A group defending Ohio Republican Gov. John Kasich's anti-union bill, known as SB 5, sparked controversy this week when it grabbed footage from an opponent's ad supporting a repeal of the legislation bill and then used that same footage in an ad fighting the repeal. At the center of the debate is Issue 2, a ballot referendum on Kasich's bill to curb collective bargaining rights for public-sector unions. Ohioans vote on the referendum in early November. Marlene Quinn, the grandmother whose pro-workers rights comments were skewed to look like she supported Kasich's bill, called the tactic "dishonest and downright deceitful," adding that she felt "violated"; at least 30 TV stations in Ohio have pulled the ad. Politicos have dubbed the controversy "GrannyGate."
Gov. Kasich, however, stands behind the group that cut the controversial ad, Building a Better Ohio. Referring to the group's tactics, Kasich told the Columbus Dispatch this week that "what they're doing is fine."
Building a Better Ohio, whose staff includes Kasich's former chief of staff, has repeatedly defended the fairness of the ad and the tactics used to make it. "We're certainly not taking the ad down," spokesman Jason Mauk told the Cleveland Plain Dealer. "We absolutely stand by it and our right to air those arguments. Opponents of Issue 2 used a personal story to make a political argument, and we believe we're entirely justified in using that same story to advocate for the reforms of Issue 2." Mauk added in a different statement, "We're absolutely not conceding our position. We have every right to broadcast this ad. The person featured in the ad is a public figure."

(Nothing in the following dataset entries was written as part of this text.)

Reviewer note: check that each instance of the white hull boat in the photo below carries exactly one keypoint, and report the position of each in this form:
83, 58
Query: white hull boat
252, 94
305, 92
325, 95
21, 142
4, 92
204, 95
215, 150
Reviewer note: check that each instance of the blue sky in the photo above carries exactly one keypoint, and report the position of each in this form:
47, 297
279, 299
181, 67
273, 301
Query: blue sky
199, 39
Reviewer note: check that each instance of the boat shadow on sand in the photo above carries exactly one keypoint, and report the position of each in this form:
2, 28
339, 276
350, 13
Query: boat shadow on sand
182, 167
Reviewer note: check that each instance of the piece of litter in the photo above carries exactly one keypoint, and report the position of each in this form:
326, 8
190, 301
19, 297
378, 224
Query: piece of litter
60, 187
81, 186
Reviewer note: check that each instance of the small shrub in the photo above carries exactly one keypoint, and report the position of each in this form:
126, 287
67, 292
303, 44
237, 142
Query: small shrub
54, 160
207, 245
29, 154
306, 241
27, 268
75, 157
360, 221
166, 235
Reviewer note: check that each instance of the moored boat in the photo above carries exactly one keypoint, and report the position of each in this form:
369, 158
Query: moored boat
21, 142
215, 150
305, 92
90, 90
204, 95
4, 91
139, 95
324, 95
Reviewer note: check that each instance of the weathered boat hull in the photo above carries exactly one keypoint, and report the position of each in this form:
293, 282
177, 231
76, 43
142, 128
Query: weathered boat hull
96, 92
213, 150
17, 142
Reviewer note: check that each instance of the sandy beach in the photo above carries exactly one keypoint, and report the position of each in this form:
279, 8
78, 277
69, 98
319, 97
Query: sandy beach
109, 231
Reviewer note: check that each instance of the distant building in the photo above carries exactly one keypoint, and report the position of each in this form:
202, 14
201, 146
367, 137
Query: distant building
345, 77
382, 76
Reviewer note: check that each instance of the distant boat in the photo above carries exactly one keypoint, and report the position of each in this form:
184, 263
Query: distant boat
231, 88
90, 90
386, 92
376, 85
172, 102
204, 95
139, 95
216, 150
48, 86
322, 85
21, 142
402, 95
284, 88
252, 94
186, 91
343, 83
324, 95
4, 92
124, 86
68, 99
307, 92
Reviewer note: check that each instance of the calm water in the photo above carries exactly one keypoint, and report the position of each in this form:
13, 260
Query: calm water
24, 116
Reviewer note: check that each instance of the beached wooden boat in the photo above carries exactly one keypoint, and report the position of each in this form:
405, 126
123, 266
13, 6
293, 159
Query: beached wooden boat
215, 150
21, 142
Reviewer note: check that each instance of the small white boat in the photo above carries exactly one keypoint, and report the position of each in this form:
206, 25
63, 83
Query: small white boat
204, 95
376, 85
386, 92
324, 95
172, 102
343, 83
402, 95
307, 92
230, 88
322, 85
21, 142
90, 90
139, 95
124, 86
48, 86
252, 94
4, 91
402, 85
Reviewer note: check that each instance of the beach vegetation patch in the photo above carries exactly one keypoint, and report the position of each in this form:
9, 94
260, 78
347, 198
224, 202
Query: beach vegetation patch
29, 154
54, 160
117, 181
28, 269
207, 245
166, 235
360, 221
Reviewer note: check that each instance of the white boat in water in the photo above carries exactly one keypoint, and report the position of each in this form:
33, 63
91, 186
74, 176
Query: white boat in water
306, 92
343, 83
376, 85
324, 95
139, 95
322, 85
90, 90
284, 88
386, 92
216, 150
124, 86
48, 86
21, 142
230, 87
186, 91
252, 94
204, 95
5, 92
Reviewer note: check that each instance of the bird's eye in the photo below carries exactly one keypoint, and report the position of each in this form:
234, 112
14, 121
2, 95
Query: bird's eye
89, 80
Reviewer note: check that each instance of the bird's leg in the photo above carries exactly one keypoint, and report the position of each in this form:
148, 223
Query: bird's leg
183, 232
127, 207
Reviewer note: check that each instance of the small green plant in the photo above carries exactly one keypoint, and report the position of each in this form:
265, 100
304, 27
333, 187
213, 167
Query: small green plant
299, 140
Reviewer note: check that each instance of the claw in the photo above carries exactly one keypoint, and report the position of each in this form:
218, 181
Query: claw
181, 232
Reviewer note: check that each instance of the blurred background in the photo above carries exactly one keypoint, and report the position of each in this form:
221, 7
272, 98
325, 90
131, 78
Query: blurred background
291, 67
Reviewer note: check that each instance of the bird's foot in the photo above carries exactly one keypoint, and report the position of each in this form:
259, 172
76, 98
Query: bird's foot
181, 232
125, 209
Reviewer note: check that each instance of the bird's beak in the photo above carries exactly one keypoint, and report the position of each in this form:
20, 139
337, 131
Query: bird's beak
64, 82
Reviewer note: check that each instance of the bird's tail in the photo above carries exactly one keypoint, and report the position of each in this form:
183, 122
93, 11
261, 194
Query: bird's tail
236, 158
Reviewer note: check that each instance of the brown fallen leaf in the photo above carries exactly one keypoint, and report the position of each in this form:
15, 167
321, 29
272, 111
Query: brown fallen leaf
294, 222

Here's the first version of the ad, put out by the pro-union group We Are Ohio:
Here's the recut version, from Building a Better Ohio:
Former Ohio Gov. Ted Strickland, a Democrat, told the Associated Press that Building a Better Ohio's ad was "really as blatant as anything I've seen." He added, "It will say something about the character of the governor and others, if they do not, in my judgment, step up and very publicly say that this is wrong and disassociate themselves from it... I think it could be the turning point in the campaign, quite frankly."